The application challenge here lies mainly in the study of the flow and flame properties downstream of the burner. The experimental setup comprised systems to measure velocity fields (Laser Doppler Anemometry and Particle Image Velocimetry), temperatures (Coherent Anti-Stokes Raman), OH* signal, and composition. The properties of the flow leaving the burner are directly influenced by the design of the burner and this is explained first. The burner was set in the vertical position to avoid bending of the flame away from the direction of the central axis due to buoyancy effects. The secondary burner, responsible for the vitiated gases of the coflow, created flames with a length of about 0.4 m. A grid was located 0.11 m upstream of the burner exit plane to keep the fuel pipe centred and to enhance the heat loss of the flow to the surroundings. During operation, the outer burner tube radiated most strongly at the height of the distribution grid, indicating that this cooling mechanism was effective. The central fuel pipe (with internal diameter 4.5 mm, as shown in Figure 1.) was cooled by constantly flushing air through the concentric cooling air ducts, thus preventing excessive heating of the main fuel jet. The main flow of air passed through the air inlets at the bottom and it is this flow that may carry the seeding particles for velocity measurements. In relation to the DJHC, the Cabra-Dibble burner has a larger diameter (0.21 m), and the flames generating the coflow are different in number and in type, namely 2200 pre-mixed jet flames. With that design, a very homogeneous temperature field is achieved. It is operated at higher oxygen levels than the DJHC burner, namely with an oxygen mole fraction of around 12% to 15% (oxygen mass fractions from 15.6% to 18.5%) and at high jet Reynolds numbers, 25,000 or more. The Adelaide JHC burner is similar in Reynolds number to the DJHC and generates oxygen levels between 9% and 3%. For a more systematic comparison of the different JHC burners in the literature we refer to Perpignan et al (2018).

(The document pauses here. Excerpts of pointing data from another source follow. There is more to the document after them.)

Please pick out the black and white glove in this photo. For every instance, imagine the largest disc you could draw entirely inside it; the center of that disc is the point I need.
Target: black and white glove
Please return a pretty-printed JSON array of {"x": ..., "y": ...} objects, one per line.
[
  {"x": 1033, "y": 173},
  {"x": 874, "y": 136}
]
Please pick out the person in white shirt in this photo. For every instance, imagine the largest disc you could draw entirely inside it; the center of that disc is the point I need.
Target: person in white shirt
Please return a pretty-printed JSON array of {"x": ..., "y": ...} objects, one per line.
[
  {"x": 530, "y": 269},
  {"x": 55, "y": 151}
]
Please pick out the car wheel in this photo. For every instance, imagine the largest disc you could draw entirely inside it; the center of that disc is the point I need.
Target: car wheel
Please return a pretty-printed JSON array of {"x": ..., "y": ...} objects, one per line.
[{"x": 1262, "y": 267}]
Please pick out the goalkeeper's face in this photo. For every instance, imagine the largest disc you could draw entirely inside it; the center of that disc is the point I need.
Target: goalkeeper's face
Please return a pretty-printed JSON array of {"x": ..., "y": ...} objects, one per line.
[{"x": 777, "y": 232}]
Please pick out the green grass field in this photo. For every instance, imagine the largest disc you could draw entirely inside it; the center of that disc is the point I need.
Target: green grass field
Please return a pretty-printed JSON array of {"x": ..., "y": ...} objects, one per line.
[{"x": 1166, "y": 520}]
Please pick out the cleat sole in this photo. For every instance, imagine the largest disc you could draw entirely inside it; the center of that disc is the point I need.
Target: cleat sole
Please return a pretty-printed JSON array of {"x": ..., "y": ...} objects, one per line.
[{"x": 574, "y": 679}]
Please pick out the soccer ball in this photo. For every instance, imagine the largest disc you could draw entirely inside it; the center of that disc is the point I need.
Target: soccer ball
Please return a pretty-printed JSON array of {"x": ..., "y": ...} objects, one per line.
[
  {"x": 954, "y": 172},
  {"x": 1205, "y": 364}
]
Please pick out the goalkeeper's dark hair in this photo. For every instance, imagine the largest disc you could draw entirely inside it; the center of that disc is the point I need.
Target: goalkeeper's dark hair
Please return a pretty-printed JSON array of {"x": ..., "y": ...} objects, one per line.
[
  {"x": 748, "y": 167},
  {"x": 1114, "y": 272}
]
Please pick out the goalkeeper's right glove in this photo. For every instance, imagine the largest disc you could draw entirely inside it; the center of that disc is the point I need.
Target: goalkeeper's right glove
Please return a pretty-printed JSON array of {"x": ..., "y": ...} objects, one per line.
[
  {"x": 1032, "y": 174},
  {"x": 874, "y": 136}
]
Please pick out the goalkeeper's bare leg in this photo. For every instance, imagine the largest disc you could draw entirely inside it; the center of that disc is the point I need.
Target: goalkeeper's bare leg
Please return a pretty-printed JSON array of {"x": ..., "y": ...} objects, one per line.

A sketch of the geometry of the DJHC burner is given in Figure 1. Key dimensions are:

  • Outer tube internal diameter: 82.8 mm
  • Outer tube outer diameter: 89.2 mm
  • Central fuel pipe internal diameter: 4.5 mm
  • Central fuel pipe outer diameter: 5.0 mm

The fuel pipe extends 15.0 mm in axial direction in relation to the end of the outer tube. The fuel cooling tube, in which cooling air flows, envelops the fuel pipe up to an axial distance of 60 mm upstream of the end of the coflow tube. Towards its end the 22 mm diameter cooling tube is reduced in a conical shape until it merges with the central fuel jet outer diameter in 45 mm, as shown in Figure 1.

Flow Physics

The DJHC is relatively small (coflow diameter 0.09 m, typical power consumption of around 20 kW). The central fuel jet (inner diameter 4.5 mm) enters an oxidant stream with high temperatures (with a maximum temperature between 1390 K and 1540 K) and a low oxygen mass fraction (typically between 7.6% and 10.9%). Fuel jet Reynolds numbers were about 3000, 4500, or 8500, while coflow Reynolds numbers are estimated to be between 1650 and 1820.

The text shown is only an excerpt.